ODNIESIENIE! Tak więc, mimo że Amancio Ortega stworzył znaną na całym świecie markę modową Zara, on sam ubiera się bardzo prosto. A wszystko to pomimo tego, że na koncie ma około 100 miliardów dolarów.
TOP 5 najskromniejszych miliarderów
Do najbogatszych ludzi świata, którzy w ubiorze wykazują się niesamowitą skromnością i bezpretensjonalnością, zaliczają się między innymi znani:
- Mark Zuckerberg – jego bluzy zostały przyjęte przez cały komputerowy świat i zaczęto je nosić jako modny dodatek. Pomimo tego, że Mark jest obecnie jednym z pięciu najbogatszych ludzi na świecie, mógł sobie pozwolić na przyjście do pracy w piżamie i stwierdzenie, że nie ma czasu na ubrania.
- Bell Gates wierzy, że droga odzież to nadmiar, który nie zapewnia żadnych korzyści funkcjonalnych. W ogóle nie dba o swoją garderobę, preferując rozwój intelektualny.
- Steve Jobs również preferował najprostsze i najbardziej skromne ubrania, często nosił zwykłe dżinsy i czarne golfy.
- Tę samą zasadę w odzieży popiera założyciel rosyjskiego VK, Pavel Durov. Jego skromność graniczy z ascezą.

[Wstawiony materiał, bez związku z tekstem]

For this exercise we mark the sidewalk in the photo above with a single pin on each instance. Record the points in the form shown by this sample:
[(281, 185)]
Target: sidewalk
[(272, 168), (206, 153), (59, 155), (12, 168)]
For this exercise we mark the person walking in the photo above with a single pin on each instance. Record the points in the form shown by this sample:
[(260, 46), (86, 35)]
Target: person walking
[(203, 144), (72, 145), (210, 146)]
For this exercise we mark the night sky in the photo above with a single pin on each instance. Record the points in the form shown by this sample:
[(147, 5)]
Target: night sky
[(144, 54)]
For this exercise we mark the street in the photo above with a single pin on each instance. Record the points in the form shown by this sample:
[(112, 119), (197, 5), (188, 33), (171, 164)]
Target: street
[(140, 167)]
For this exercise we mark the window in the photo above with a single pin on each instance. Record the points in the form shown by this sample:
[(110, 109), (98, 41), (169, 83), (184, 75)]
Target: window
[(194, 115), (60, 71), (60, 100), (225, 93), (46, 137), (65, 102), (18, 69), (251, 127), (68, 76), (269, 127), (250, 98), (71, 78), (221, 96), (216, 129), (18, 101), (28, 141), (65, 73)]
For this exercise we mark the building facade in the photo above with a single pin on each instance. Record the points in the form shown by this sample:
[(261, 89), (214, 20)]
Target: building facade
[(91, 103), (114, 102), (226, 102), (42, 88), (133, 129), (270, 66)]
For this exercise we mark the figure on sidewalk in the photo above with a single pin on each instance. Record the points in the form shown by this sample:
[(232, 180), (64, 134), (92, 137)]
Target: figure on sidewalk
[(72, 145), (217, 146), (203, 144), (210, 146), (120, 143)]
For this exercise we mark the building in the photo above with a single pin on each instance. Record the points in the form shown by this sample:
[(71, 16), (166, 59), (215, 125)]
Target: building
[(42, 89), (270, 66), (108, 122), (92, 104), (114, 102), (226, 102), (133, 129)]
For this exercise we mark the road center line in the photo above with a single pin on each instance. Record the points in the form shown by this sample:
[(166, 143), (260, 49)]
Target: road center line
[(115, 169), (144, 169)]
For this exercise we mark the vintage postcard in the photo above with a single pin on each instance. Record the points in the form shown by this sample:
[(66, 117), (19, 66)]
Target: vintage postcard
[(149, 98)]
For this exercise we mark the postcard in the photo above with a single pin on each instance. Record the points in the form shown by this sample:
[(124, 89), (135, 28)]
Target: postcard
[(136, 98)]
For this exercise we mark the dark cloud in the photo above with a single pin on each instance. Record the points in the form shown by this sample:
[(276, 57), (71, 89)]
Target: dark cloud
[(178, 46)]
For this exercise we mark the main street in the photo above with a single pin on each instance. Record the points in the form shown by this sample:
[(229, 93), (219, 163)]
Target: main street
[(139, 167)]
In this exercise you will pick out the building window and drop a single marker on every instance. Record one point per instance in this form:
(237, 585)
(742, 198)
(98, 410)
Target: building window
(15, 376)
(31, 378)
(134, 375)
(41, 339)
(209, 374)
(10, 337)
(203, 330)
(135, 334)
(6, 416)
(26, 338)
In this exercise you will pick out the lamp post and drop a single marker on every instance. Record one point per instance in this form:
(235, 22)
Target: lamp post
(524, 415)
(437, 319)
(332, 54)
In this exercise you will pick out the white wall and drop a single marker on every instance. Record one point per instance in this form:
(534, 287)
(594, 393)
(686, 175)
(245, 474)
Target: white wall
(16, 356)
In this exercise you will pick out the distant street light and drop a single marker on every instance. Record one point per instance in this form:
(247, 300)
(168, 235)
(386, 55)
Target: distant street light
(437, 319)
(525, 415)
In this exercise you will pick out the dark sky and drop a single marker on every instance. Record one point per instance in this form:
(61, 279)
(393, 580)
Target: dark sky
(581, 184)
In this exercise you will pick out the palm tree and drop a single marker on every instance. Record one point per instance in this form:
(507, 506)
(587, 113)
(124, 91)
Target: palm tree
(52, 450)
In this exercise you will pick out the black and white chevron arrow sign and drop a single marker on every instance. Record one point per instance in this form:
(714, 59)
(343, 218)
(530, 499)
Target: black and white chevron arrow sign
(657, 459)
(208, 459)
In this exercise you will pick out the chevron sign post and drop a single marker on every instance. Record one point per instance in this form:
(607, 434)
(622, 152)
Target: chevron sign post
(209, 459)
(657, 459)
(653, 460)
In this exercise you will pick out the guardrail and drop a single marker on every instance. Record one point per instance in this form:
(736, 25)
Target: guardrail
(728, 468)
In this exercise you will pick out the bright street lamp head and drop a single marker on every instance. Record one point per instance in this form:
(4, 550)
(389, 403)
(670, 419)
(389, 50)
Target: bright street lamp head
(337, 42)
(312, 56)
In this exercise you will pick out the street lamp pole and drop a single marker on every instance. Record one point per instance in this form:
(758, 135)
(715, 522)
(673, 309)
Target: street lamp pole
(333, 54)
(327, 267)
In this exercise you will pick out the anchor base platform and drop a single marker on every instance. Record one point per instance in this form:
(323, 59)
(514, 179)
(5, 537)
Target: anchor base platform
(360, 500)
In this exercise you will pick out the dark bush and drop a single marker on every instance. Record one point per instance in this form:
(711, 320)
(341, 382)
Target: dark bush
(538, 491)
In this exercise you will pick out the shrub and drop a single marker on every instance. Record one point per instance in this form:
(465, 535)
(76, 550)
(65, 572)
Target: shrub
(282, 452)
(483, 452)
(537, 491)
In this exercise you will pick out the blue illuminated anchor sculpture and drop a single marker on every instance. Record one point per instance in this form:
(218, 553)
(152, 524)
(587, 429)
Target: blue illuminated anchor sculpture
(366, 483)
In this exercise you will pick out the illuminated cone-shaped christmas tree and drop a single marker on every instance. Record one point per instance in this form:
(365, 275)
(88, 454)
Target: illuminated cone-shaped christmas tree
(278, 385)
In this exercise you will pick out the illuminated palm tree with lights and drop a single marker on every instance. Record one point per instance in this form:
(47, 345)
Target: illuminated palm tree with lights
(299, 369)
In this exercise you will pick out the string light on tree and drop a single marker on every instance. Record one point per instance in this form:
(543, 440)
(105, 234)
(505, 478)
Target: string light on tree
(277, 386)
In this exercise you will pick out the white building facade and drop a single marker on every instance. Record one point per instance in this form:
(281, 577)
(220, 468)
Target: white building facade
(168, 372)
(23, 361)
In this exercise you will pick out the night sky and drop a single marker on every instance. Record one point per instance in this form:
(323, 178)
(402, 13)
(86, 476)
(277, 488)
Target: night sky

- Sergey Brin jest jednym ze współzałożycieli Google. Jego stroje są na tyle bezpretensjonalne, że czasami powodują nieporozumienia. Zwykłe znoszone dżinsy, golfy czy bluzy, najprostsze w wyglądzie i nie mające nic wspólnego ze światem mody - tak nosi Sergey Brin.
WAŻNY! Większość z nich wierzy, że ubranie nie może być celem samym w sobie.
Preferują rozwój duchowy i samodoskonalenie intelektualne. Poza tym niemal wszyscy angażują się w działalność charytatywną, przekazując na jej rzecz astronomiczne kwoty.